Nice job, I was super happy to notice that :) :thumb:
As someone who read the whole piece, I think you could just read the bolded lines and read the explanatory bits below for those lines you find interesting/key. It's also already an outline, so you could just read the bullets further to the left, and read the further-right bits as your curiosity and ethical compass direct you. Reading the left-ward bits can always be assumed to function as a summary of an outline (and author's fault if it doesn't).
[EDIT: This is what Angelina Li did above, nice :) Hopefully if anyone finds any bit intriguing, they go read more in the source :)
The rest is me reflecting on EAs and appropriateness of summaries vs different types of info-gleaning]
I'm not confident that summarizing pieces like this for an EA audience [like, typical summary paragraph-style] really works tbh. Different EAs will need very different things from it. Eg, community builders will be way more interested in the CB section and want to read it in detail even if they disagree, so as to understand the modes of thinking that others might adopt and what they might want to refute or adapt to.

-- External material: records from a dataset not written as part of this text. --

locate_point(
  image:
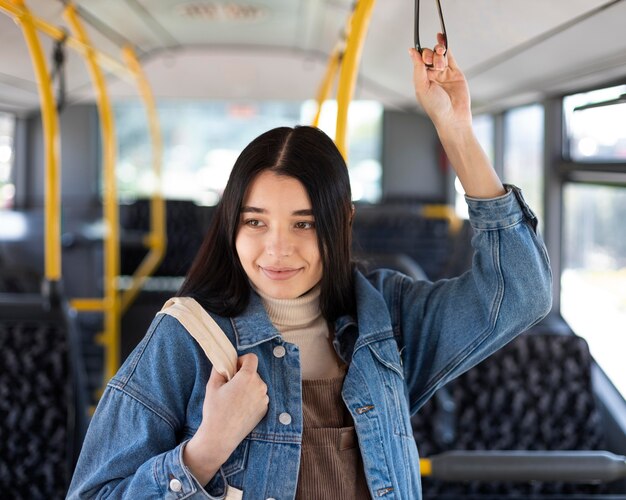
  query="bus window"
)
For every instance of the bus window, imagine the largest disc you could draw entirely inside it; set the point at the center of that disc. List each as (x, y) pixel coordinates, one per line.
(7, 188)
(523, 153)
(202, 139)
(593, 280)
(596, 131)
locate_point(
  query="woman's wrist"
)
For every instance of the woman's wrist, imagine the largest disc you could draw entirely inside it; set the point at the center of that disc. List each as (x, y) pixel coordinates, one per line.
(470, 162)
(201, 459)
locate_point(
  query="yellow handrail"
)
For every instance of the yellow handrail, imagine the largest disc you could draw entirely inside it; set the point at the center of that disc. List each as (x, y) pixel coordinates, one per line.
(349, 68)
(50, 123)
(110, 338)
(441, 211)
(327, 82)
(17, 9)
(156, 241)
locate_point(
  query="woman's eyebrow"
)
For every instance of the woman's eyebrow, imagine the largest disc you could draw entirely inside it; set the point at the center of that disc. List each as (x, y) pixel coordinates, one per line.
(257, 210)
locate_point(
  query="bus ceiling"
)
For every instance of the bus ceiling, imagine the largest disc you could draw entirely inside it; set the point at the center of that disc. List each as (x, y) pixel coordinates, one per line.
(513, 53)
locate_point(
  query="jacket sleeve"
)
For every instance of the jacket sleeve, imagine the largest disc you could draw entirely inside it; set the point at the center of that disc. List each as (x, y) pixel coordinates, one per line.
(135, 441)
(445, 328)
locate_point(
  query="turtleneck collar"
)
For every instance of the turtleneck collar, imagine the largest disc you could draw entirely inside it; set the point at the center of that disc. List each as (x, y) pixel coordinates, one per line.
(298, 312)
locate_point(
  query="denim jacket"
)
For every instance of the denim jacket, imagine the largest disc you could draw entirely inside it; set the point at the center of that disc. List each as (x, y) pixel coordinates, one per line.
(408, 339)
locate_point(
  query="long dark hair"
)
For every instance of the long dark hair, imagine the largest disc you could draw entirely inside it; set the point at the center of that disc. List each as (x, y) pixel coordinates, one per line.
(216, 278)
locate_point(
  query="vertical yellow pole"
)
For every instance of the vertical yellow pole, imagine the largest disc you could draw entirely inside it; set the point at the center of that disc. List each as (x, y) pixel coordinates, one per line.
(349, 69)
(50, 123)
(157, 239)
(111, 335)
(327, 82)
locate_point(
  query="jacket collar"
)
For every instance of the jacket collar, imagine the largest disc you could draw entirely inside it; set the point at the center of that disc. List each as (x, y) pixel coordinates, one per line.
(372, 323)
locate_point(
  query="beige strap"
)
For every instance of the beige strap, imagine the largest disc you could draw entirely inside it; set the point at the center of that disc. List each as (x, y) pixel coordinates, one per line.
(207, 333)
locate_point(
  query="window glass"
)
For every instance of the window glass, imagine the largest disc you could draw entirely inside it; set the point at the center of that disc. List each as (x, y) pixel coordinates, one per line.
(202, 139)
(523, 153)
(596, 125)
(483, 128)
(593, 280)
(7, 188)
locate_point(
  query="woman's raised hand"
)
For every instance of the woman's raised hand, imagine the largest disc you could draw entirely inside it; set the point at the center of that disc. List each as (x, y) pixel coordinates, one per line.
(441, 89)
(230, 411)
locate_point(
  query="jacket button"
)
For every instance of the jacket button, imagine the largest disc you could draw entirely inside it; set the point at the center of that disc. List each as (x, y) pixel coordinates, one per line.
(176, 485)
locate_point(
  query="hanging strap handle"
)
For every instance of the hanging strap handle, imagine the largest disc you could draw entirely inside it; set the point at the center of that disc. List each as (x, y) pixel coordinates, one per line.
(202, 327)
(416, 33)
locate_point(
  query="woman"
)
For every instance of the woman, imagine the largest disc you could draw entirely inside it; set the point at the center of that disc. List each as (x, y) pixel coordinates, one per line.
(332, 363)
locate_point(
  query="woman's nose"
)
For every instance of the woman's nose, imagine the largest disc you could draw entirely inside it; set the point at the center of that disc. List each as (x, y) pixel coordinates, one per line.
(279, 243)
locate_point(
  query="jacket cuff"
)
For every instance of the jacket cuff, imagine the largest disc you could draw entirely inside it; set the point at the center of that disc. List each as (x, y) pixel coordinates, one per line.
(500, 212)
(177, 481)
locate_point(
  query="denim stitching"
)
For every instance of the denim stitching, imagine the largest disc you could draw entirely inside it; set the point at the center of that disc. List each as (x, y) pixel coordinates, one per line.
(495, 308)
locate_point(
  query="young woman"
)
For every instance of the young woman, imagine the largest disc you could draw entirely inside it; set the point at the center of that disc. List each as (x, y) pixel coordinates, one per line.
(332, 362)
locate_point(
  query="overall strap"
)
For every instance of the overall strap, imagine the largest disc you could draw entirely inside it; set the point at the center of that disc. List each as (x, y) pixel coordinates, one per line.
(202, 327)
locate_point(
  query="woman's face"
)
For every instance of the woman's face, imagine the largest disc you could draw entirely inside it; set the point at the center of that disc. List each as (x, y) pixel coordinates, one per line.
(276, 239)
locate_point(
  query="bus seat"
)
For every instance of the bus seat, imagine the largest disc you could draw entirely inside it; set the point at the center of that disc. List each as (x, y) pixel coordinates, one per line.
(42, 399)
(186, 225)
(534, 394)
(399, 229)
(396, 261)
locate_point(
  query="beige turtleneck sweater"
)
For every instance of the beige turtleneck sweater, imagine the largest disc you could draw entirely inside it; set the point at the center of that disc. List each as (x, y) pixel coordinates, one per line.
(300, 322)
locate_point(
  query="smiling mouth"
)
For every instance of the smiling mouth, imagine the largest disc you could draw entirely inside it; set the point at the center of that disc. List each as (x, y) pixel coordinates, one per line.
(279, 274)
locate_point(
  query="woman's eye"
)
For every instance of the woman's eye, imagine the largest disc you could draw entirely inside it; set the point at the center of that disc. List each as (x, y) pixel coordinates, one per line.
(253, 223)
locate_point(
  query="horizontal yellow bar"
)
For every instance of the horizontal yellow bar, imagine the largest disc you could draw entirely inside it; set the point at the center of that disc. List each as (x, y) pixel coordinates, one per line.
(443, 212)
(88, 304)
(57, 33)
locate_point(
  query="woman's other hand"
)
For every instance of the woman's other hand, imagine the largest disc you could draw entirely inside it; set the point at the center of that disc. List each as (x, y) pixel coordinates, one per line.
(441, 89)
(230, 411)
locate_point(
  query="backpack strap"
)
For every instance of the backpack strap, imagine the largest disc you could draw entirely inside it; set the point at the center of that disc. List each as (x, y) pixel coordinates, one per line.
(202, 327)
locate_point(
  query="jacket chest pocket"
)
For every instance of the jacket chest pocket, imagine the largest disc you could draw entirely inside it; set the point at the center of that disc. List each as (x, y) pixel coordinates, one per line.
(390, 375)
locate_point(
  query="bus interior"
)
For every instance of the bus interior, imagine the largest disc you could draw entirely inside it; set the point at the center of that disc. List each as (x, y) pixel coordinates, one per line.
(120, 121)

This is also, after all, just someone's personal reflections and won't necessarily be the way EAs move forward on any of these things. And for reflections, summaries often cut reasoning and therefore lead to information cascades that need to be addressed later, I think. We already have way too much deference and information cascades in EA anyway, so I'd rather see people lean more toward engaging with material semi-deeply that is relevant to them or not repeat ideas at all tbh. This leads me to say that each reader should be proactive [by reading the bolded/leftward parts of the the outline themselves], and try to sort out the bits they care about or want to improve their thinking on and read anything further on that carefully.

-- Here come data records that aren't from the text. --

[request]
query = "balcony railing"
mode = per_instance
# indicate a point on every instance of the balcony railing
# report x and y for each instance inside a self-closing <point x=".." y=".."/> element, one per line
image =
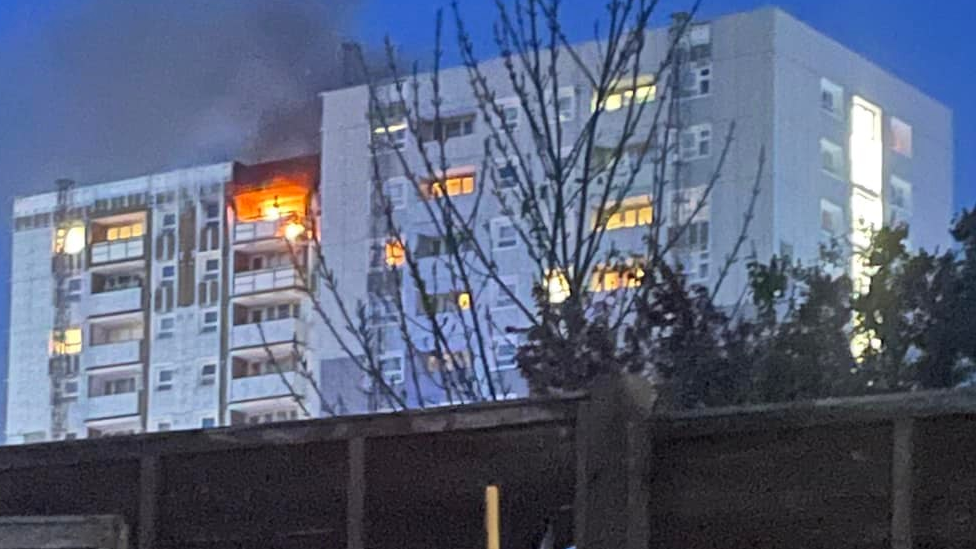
<point x="266" y="280"/>
<point x="266" y="386"/>
<point x="111" y="354"/>
<point x="117" y="250"/>
<point x="275" y="331"/>
<point x="124" y="404"/>
<point x="129" y="299"/>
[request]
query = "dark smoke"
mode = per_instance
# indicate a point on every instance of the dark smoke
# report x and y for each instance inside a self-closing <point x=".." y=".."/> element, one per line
<point x="106" y="89"/>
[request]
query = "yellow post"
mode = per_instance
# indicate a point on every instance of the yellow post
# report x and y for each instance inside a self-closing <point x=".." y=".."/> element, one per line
<point x="492" y="518"/>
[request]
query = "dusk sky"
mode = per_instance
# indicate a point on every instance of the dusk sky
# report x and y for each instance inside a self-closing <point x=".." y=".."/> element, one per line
<point x="44" y="53"/>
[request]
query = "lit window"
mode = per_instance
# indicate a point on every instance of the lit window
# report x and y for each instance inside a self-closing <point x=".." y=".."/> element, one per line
<point x="901" y="137"/>
<point x="165" y="380"/>
<point x="505" y="353"/>
<point x="632" y="212"/>
<point x="831" y="158"/>
<point x="696" y="142"/>
<point x="66" y="342"/>
<point x="622" y="96"/>
<point x="392" y="369"/>
<point x="504" y="234"/>
<point x="615" y="277"/>
<point x="831" y="97"/>
<point x="831" y="218"/>
<point x="451" y="186"/>
<point x="395" y="254"/>
<point x="70" y="241"/>
<point x="208" y="374"/>
<point x="557" y="286"/>
<point x="510" y="115"/>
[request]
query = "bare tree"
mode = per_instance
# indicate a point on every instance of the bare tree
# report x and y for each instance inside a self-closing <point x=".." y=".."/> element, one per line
<point x="553" y="178"/>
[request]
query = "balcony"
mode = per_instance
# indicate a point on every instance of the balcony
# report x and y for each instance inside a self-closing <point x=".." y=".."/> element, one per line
<point x="266" y="280"/>
<point x="261" y="387"/>
<point x="275" y="331"/>
<point x="125" y="404"/>
<point x="117" y="301"/>
<point x="117" y="250"/>
<point x="112" y="354"/>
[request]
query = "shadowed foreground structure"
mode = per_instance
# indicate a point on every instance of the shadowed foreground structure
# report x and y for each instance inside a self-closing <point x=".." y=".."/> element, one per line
<point x="894" y="471"/>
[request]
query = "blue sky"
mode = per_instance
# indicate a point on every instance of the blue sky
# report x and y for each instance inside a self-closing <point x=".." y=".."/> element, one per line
<point x="40" y="51"/>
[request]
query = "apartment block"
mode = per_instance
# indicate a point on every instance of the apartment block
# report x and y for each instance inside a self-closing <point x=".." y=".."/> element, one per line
<point x="848" y="147"/>
<point x="169" y="301"/>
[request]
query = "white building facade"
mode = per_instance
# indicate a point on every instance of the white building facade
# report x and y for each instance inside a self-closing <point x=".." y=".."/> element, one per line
<point x="848" y="147"/>
<point x="163" y="302"/>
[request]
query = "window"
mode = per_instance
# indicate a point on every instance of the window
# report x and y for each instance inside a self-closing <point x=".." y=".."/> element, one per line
<point x="210" y="319"/>
<point x="566" y="105"/>
<point x="696" y="142"/>
<point x="557" y="286"/>
<point x="392" y="369"/>
<point x="900" y="194"/>
<point x="504" y="299"/>
<point x="697" y="81"/>
<point x="614" y="277"/>
<point x="901" y="137"/>
<point x="394" y="253"/>
<point x="167" y="325"/>
<point x="69" y="389"/>
<point x="831" y="219"/>
<point x="622" y="96"/>
<point x="394" y="136"/>
<point x="632" y="212"/>
<point x="395" y="192"/>
<point x="453" y="185"/>
<point x="504" y="235"/>
<point x="507" y="176"/>
<point x="831" y="98"/>
<point x="510" y="116"/>
<point x="67" y="342"/>
<point x="165" y="380"/>
<point x="832" y="158"/>
<point x="213" y="267"/>
<point x="505" y="352"/>
<point x="208" y="374"/>
<point x="124" y="232"/>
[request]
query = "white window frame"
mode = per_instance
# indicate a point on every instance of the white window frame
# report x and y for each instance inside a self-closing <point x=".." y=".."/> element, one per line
<point x="165" y="385"/>
<point x="837" y="153"/>
<point x="497" y="225"/>
<point x="836" y="93"/>
<point x="700" y="134"/>
<point x="896" y="126"/>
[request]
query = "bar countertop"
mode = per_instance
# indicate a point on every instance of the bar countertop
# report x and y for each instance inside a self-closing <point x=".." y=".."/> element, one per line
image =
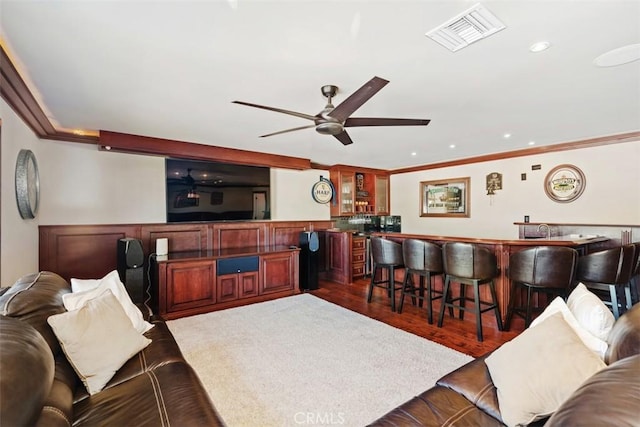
<point x="572" y="240"/>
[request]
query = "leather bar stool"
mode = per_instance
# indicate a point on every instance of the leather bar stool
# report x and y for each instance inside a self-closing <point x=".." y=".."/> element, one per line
<point x="474" y="265"/>
<point x="543" y="269"/>
<point x="387" y="255"/>
<point x="610" y="270"/>
<point x="423" y="259"/>
<point x="634" y="282"/>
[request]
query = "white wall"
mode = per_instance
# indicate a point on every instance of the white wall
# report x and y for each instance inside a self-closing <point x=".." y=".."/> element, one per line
<point x="19" y="237"/>
<point x="291" y="195"/>
<point x="611" y="195"/>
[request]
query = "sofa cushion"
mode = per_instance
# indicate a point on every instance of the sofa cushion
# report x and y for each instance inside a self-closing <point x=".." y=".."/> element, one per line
<point x="171" y="395"/>
<point x="162" y="350"/>
<point x="33" y="298"/>
<point x="558" y="305"/>
<point x="473" y="381"/>
<point x="539" y="369"/>
<point x="610" y="397"/>
<point x="590" y="312"/>
<point x="112" y="282"/>
<point x="624" y="338"/>
<point x="26" y="366"/>
<point x="98" y="339"/>
<point x="438" y="406"/>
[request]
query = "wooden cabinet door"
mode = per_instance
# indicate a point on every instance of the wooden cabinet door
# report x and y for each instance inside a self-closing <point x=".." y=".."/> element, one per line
<point x="382" y="195"/>
<point x="248" y="284"/>
<point x="279" y="272"/>
<point x="190" y="284"/>
<point x="227" y="287"/>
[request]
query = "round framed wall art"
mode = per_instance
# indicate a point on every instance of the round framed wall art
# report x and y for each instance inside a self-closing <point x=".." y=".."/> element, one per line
<point x="564" y="183"/>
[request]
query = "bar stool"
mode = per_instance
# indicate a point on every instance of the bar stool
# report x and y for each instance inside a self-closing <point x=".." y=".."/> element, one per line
<point x="634" y="282"/>
<point x="609" y="270"/>
<point x="470" y="264"/>
<point x="542" y="269"/>
<point x="423" y="259"/>
<point x="387" y="255"/>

It's totally okay to say "this isn't really my bag, and I trust others to get it right eventually, so I'm not gonna engage with this". And if you don't trust others to get it right eventually (and the FTX debacle is certainly around a low-trust theme), I still think EAs should engage semi-deeply (enough to evaluate trust in others or actually do the better job yourself) or hardly at all (even if this means pulling back from EA til you have the spoons to check-in deeply on your concerns), because engaging lightly will probably only waste your time, confuse discussion, and waste the time of others if they retroactively have to correct misunderstandings that spread thanks to poor-quality/surface-level engagement. [I've gone on a long time which makes it sound like a big ask, but honestly I am just talking about semi-deep engagement (eg, reading the leftward parts of the full outline as the author intended when in flow with the work and any further details as needed) vs light engagement (reading a summary which I don't think works for long pieces like this), not mandating very-deep engagement (reading the piece in full detail). So I think most people can do it.]
That said, I appreciate your sentiment, and I think a table of contents and better section titles would be extremely helpful for easier semi-deep engagement. Also, using numbered outline instead of bullet points. I think these are also easier asks less likely to get future posts hung up in procrastination-land.

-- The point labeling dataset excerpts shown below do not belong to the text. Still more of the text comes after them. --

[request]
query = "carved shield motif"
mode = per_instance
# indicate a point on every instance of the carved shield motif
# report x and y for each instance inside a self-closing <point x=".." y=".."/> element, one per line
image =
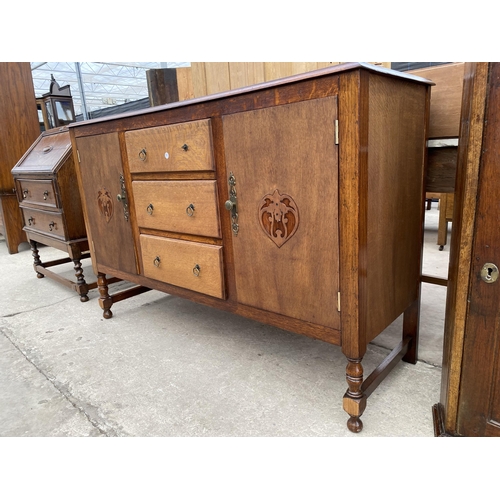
<point x="279" y="217"/>
<point x="105" y="203"/>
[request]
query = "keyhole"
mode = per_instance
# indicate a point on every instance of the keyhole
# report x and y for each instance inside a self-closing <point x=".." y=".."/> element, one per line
<point x="489" y="273"/>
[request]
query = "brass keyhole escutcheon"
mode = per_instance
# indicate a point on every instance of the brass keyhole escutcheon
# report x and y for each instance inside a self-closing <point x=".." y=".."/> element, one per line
<point x="489" y="273"/>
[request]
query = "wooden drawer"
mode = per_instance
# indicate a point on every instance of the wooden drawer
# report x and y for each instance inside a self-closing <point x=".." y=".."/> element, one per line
<point x="44" y="222"/>
<point x="37" y="192"/>
<point x="180" y="206"/>
<point x="171" y="148"/>
<point x="175" y="262"/>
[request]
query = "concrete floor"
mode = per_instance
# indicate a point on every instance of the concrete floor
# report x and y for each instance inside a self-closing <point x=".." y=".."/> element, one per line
<point x="163" y="366"/>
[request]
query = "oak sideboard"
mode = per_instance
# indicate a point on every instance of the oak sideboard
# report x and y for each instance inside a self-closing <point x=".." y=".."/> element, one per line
<point x="50" y="203"/>
<point x="298" y="203"/>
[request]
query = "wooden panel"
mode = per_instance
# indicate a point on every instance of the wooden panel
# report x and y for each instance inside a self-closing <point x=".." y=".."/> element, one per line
<point x="217" y="77"/>
<point x="457" y="300"/>
<point x="243" y="74"/>
<point x="37" y="192"/>
<point x="446" y="98"/>
<point x="171" y="148"/>
<point x="441" y="169"/>
<point x="18" y="117"/>
<point x="177" y="261"/>
<point x="50" y="223"/>
<point x="199" y="79"/>
<point x="395" y="195"/>
<point x="353" y="136"/>
<point x="112" y="240"/>
<point x="164" y="205"/>
<point x="47" y="154"/>
<point x="479" y="403"/>
<point x="12" y="218"/>
<point x="286" y="150"/>
<point x="185" y="84"/>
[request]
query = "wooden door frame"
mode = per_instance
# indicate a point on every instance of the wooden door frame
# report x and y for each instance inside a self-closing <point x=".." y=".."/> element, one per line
<point x="474" y="98"/>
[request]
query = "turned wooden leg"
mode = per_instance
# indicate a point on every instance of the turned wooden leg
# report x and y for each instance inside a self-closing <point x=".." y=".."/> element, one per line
<point x="81" y="284"/>
<point x="354" y="399"/>
<point x="36" y="258"/>
<point x="105" y="301"/>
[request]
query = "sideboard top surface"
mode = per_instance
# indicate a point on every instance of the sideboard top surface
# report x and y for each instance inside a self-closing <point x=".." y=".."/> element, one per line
<point x="331" y="70"/>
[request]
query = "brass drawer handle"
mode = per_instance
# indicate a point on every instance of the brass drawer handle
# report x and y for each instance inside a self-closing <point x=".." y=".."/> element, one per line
<point x="190" y="210"/>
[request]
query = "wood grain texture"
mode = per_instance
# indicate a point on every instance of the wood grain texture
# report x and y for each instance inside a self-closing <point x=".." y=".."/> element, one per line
<point x="112" y="239"/>
<point x="51" y="224"/>
<point x="19" y="128"/>
<point x="396" y="145"/>
<point x="353" y="151"/>
<point x="185" y="84"/>
<point x="243" y="74"/>
<point x="446" y="99"/>
<point x="18" y="118"/>
<point x="38" y="192"/>
<point x="479" y="401"/>
<point x="468" y="161"/>
<point x="164" y="205"/>
<point x="12" y="227"/>
<point x="288" y="148"/>
<point x="162" y="86"/>
<point x="441" y="169"/>
<point x="175" y="262"/>
<point x="183" y="147"/>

Very interesting, thanks for sharing Nathan, and to Owen for writing.
Minor question, maybe I just missed it: why is '
Exceptionalism' written in strike-through every time?
I interpreted that as "against exceptionalism" or "place lower credence in EA exceptionalism", but I'm not sure.
That was my guess, but other phrases like Uncompromising utilitarianism do not get the same treatment. Maybe exceptionalism is a theory about the world while the others are policies that can be adopted or rejected?
Even if it was not possible to allow applications this time, I think it would be useful for people know that events like this are happening, and ideally some key takeaways after. But the link is not active.